Timeline: |----[Window 1: 10:00-10:10]-----|
          |         |----[Window 2: 10:05-10:15]-----|
          |                  |----[Window 3: 10:10-10:20]-----|

Session Windows

Variable-size windows based on inactivity gap.

-- Session window with 30-minute inactivity gap
SELECT
    user_id,
    SESSION_START(event_time, INTERVAL '30' MINUTES) as session_start,
    SESSION_END(event_time, INTERVAL '30' MINUTES) as session_end,
    COUNT(*) as events_in_session,
    SUM(amount) as session_revenue
FROM kafka_events
GROUP BY
    user_id,
    SESSION(event_time, INTERVAL '30' MINUTES);

Example:

User "alice" events:
10:00, 10:05, 10:15 → Session 1 (10:00 - 10:45)
11:30, 11:35        → Session 2 (11:30 - 12:05)

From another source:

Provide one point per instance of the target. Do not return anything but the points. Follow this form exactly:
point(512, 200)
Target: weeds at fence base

Cumulative Windows (Over Windows)

Running aggregations with bounded look-back.

-- Running total over last 1 hour
SELECT
    user_id,
    event_time,
    amount,
    SUM(amount) OVER (
        PARTITION BY user_id
        ORDER BY event_time
        RANGE BETWEEN INTERVAL '1' HOUR PRECEDING AND CURRENT ROW
    ) as rolling_1h_total
FROM kafka_events;

Part 5: Joins in Streaming SQL

Regular Join (Cross-Product)

-- Enrich events with user metadata (dimension table)
SELECT
    e.user_id,
    e.event_type,
    e.amount,
    u.country,
    u.premium_tier
FROM kafka_events e
JOIN user_metadata u ON e.user_id = u.user_id;

Warning: Both sides must be bounded (e.g., windowed) or this creates unbounded state!

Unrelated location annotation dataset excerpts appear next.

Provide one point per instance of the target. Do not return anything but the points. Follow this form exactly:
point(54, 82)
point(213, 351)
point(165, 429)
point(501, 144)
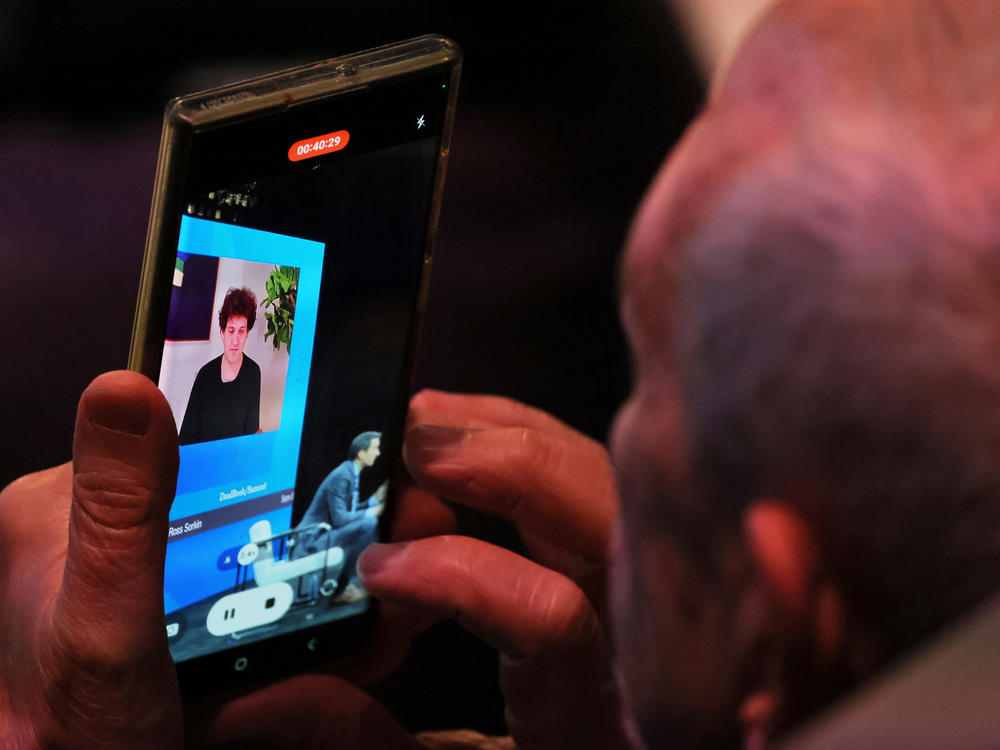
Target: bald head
point(812, 290)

Interval Join (Time-Bounded)

-- Match payment events with orders within 1 hour
SELECT
    o.order_id,
    o.order_time,
    p.payment_id,
    p.payment_time,
    p.amount
FROM orders o
JOIN payments p ON o.order_id = p.order_id
WHERE p.payment_time BETWEEN o.order_time AND o.order_time + INTERVAL '1' HOUR;

Flink optimizes this: Only keeps 1 hour of state per key!

Temporal Join (Versioned Tables)

Problem: Dimension tables change over time. Which version to use? Solution: Temporal join with versioned table.

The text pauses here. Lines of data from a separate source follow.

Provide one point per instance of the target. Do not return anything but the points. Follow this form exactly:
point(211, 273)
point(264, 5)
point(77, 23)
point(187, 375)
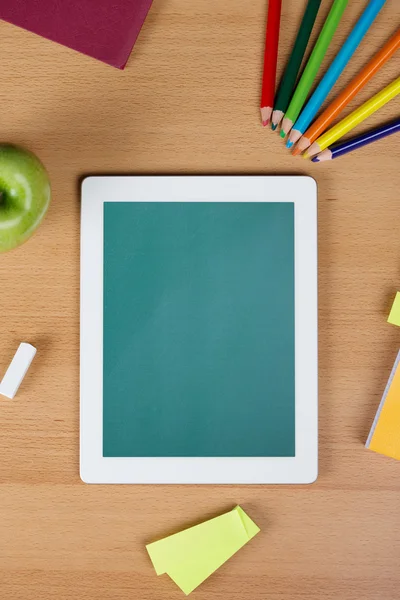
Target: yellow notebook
point(384, 436)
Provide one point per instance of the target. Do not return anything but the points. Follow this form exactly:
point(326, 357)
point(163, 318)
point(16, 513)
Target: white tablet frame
point(303, 468)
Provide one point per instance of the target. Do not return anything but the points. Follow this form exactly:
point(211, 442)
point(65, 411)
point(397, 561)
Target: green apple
point(24, 195)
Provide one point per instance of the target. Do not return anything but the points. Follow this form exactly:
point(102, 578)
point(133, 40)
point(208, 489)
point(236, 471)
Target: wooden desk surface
point(188, 103)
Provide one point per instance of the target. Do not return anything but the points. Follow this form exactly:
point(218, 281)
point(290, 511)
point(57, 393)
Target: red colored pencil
point(270, 59)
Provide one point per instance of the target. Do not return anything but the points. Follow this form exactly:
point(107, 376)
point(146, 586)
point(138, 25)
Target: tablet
point(198, 330)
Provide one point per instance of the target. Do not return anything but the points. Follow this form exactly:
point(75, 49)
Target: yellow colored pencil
point(354, 118)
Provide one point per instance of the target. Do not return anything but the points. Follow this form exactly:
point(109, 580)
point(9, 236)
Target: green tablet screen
point(198, 342)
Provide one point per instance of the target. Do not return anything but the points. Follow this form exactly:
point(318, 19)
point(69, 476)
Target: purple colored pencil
point(358, 142)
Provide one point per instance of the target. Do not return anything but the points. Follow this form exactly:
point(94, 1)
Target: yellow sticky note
point(192, 555)
point(394, 316)
point(384, 436)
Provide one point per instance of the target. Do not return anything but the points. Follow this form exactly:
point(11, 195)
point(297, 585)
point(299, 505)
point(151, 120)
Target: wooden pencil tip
point(312, 150)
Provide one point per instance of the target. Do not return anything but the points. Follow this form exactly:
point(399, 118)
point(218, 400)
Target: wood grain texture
point(188, 102)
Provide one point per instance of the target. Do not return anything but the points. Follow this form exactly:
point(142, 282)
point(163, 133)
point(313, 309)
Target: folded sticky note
point(394, 316)
point(384, 436)
point(192, 555)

-- Create versioned dimension table
CREATE TABLE product_catalog (
    product_id STRING,
    product_name STRING,
    category STRING,
    price DOUBLE,
    update_time TIMESTAMP(3),
    WATERMARK FOR update_time AS update_time - INTERVAL '5' SECONDS,
    PRIMARY KEY (product_id) NOT ENFORCED
) WITH (
    'connector' = 'kafka',
    'topic' = 'product-updates',
    'format' = 'json'
);

-- Temporal join: Use product info as of event time
SELECT
    e.event_time,
    e.product_id,
    e.quantity,
    p.product_name,
    p.price,
    e.quantity * p.price as line_total
FROM purchase_events e
LEFT JOIN product_catalog FOR SYSTEM_TIME AS OF e.event_time AS p
ON e.product_id = p.product_id;

Key Benefit: Correct historical lookups even if product price changed!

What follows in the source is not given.